Há também referências a casos semelhantes registrados em Maceió, Alagoas, e na Praia da Barra da Tijuca, no Rio de Janeiro, que estão sendo comparados à intervenção atual. Felipe considera que a obra representa não só um dano ambiental urgente, mas um risco de transformação irreversível da orla capixaba. “Isso é urbanização desenfreada do litoral. Daqui a pouco não tem restinga, não tem vegetação, só concreto e resorts, igual aconteceu em partes do México. Estão passando por cima de ecossistemas para correr com obra”, ressalta.

As obras na Serra foram anunciadas pelo governo Renato Casagrande (PSB) no final de 2024 e envolvem a Curva da Baleia e a Enseada de Jacaraípe. Os investimentos são de R$ 18 milhões, e o projeto de contenção marítima tem como referência, como informa o DER-ES, uma técnica holandesa de utilização de blocos de concreto.

Redes sociais

A Secretaria Municipal de Meio Ambiente da Serra (Semma) afirmou, em nota, que o DER-ES “não apresentou qualquer solicitação de licença ou estudo ambiental para a execução da obra” na Curva da Baleia, o que impediu o início da análise técnica.
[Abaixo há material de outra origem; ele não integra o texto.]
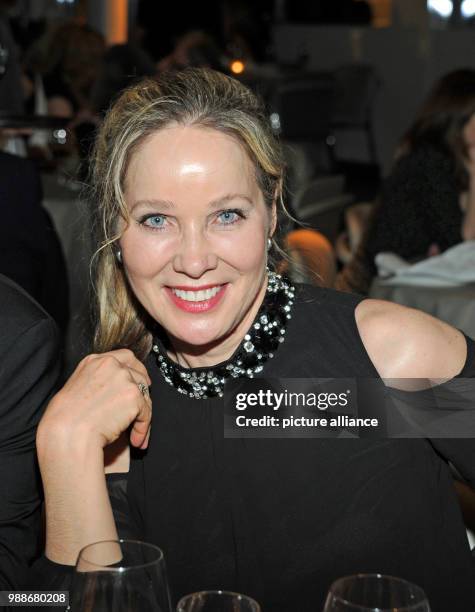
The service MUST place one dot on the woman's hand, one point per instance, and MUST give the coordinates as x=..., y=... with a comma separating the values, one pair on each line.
x=101, y=400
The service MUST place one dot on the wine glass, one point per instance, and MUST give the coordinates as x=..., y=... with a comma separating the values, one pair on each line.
x=217, y=601
x=375, y=593
x=120, y=576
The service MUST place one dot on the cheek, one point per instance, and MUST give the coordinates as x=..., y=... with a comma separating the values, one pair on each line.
x=143, y=256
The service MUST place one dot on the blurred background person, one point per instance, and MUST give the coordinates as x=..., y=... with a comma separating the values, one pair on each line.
x=29, y=357
x=427, y=203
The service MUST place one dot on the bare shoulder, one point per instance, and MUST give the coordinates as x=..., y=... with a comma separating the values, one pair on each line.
x=408, y=343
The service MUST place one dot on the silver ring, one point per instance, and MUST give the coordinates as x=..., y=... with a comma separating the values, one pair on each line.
x=143, y=389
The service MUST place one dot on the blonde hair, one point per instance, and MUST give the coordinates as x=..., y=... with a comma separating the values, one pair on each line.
x=195, y=96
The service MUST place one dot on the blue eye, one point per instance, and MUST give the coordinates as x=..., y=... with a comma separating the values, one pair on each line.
x=154, y=221
x=227, y=217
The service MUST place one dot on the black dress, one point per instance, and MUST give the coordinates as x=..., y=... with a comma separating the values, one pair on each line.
x=280, y=519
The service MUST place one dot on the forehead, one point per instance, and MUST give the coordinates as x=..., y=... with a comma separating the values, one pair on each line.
x=183, y=158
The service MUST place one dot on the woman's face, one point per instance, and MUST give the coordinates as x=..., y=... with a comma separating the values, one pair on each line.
x=195, y=249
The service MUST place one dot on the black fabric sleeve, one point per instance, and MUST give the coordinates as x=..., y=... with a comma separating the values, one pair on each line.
x=460, y=452
x=29, y=370
x=47, y=574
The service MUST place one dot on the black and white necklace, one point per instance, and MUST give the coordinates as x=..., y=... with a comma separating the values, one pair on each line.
x=258, y=346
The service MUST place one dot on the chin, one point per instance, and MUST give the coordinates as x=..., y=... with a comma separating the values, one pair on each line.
x=197, y=337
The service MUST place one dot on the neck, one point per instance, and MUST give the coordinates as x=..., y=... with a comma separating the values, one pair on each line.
x=190, y=356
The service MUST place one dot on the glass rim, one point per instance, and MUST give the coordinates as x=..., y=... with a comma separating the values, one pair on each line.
x=121, y=570
x=184, y=599
x=419, y=591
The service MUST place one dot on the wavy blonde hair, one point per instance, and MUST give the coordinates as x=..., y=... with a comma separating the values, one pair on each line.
x=199, y=97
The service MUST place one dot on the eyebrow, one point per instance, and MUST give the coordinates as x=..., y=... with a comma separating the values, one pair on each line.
x=168, y=205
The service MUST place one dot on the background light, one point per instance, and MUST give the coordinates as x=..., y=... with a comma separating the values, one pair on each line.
x=468, y=8
x=237, y=67
x=443, y=8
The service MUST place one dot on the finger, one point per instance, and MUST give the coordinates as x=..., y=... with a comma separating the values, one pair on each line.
x=144, y=444
x=141, y=425
x=138, y=379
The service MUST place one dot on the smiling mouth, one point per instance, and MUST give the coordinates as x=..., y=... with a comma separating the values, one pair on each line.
x=201, y=295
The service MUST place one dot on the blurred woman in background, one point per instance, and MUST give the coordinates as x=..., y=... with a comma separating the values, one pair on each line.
x=427, y=204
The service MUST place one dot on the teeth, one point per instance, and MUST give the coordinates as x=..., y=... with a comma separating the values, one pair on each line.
x=197, y=296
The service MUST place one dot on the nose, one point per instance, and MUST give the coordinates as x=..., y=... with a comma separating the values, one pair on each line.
x=195, y=255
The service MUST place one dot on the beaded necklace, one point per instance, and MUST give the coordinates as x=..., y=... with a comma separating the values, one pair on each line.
x=258, y=346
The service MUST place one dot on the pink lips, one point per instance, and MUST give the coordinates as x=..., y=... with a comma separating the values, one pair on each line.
x=196, y=307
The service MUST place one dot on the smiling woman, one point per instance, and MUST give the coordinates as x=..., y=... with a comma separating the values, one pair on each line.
x=187, y=190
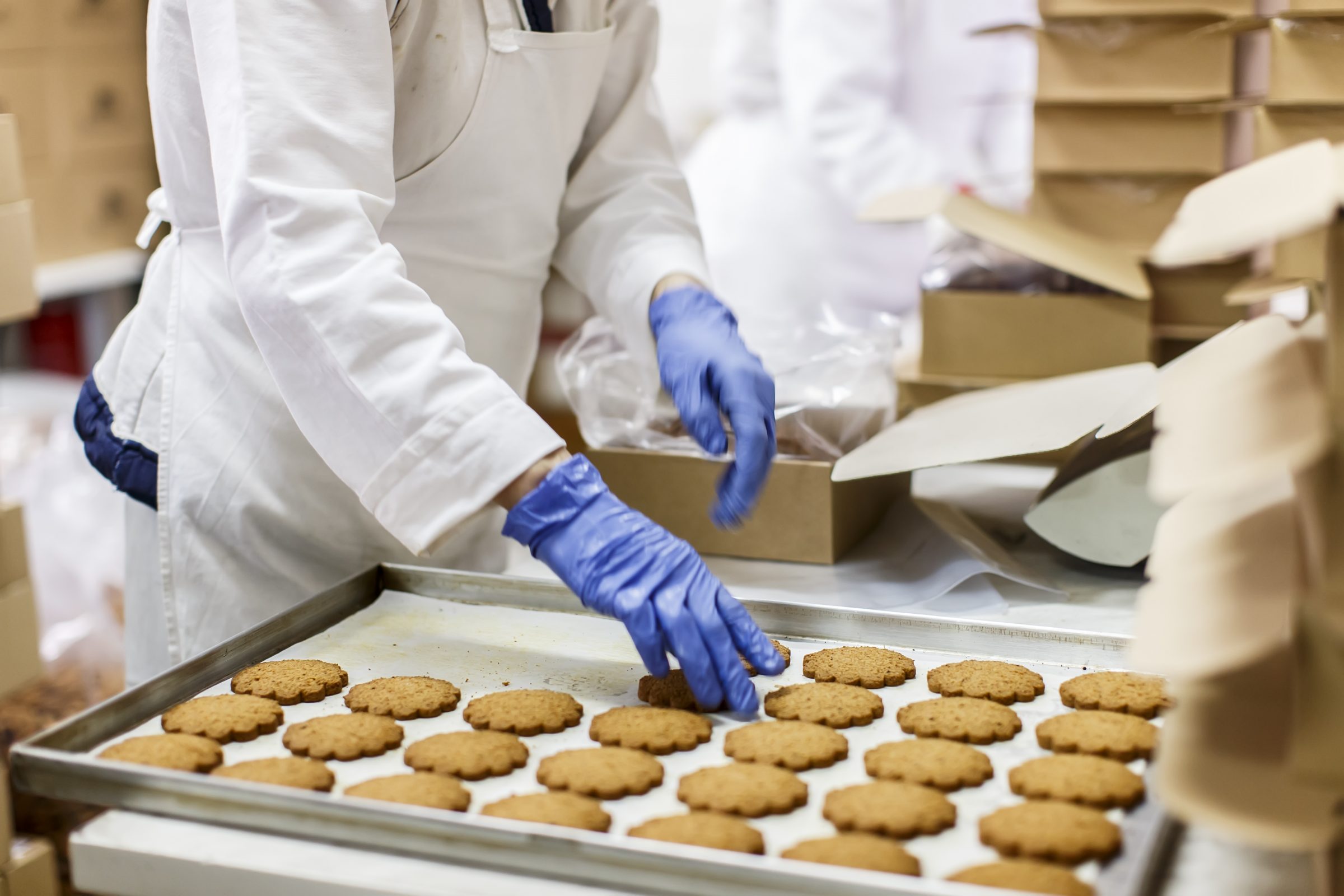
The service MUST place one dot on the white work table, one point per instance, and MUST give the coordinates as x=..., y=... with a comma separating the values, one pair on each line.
x=132, y=855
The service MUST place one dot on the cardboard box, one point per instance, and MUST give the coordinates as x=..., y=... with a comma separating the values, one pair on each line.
x=1277, y=128
x=1195, y=296
x=100, y=104
x=803, y=516
x=89, y=210
x=1307, y=61
x=31, y=870
x=96, y=22
x=18, y=262
x=1018, y=335
x=1126, y=211
x=25, y=93
x=1074, y=8
x=1131, y=140
x=1135, y=61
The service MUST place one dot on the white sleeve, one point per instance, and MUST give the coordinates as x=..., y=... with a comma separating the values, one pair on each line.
x=839, y=74
x=627, y=221
x=299, y=106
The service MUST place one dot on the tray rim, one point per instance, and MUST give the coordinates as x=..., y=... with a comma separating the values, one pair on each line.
x=54, y=762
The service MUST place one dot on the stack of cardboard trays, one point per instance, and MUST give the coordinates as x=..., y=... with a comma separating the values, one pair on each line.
x=27, y=864
x=1133, y=110
x=1304, y=101
x=73, y=72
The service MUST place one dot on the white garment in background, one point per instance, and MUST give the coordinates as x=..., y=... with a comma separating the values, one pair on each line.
x=331, y=344
x=828, y=104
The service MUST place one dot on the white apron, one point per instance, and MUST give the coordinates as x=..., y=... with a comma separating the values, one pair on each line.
x=250, y=519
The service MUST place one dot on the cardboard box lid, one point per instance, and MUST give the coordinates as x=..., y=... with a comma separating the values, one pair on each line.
x=1009, y=421
x=1035, y=238
x=1291, y=193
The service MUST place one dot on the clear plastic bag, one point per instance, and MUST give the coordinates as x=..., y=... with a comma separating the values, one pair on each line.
x=834, y=386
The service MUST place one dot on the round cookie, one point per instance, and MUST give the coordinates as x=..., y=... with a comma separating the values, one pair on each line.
x=967, y=719
x=404, y=698
x=744, y=789
x=1052, y=832
x=824, y=704
x=857, y=851
x=469, y=755
x=306, y=774
x=344, y=736
x=1089, y=781
x=673, y=692
x=864, y=667
x=416, y=789
x=703, y=829
x=182, y=753
x=1025, y=876
x=290, y=682
x=784, y=652
x=933, y=762
x=1100, y=734
x=651, y=729
x=1143, y=696
x=890, y=808
x=553, y=808
x=606, y=773
x=525, y=712
x=225, y=718
x=791, y=745
x=1003, y=683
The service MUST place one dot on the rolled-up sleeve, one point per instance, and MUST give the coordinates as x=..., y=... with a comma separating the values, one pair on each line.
x=299, y=104
x=627, y=221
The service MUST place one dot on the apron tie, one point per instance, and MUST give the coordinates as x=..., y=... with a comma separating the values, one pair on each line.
x=158, y=206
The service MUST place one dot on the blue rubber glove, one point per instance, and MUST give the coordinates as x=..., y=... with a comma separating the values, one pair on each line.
x=624, y=566
x=709, y=371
A pasta informou que, após ser notificada pelo Ministério Público Estadual (MPES), determinou o embargo da intervenção, reforçando que “qualquer obra no litoral precisa cumprir todas as exigências legais para garantir a segurança ambiental”.

O MPES, também por nota, confirmou ter recebido denúncias sobre a intervenção e destacou que a área reúne formações coralinas e é tradicionalmente reconhecida como ponto de desova de tartarugas já protegida desde uma ação civil pública de 2016. O órgão explicou que o caso foi encaminhado ao Ministério Público Federal (MPF) porque “trata-se de possível dano ambiental em área de competência federal, cabendo ao MPF a adoção das medidas necessárias”.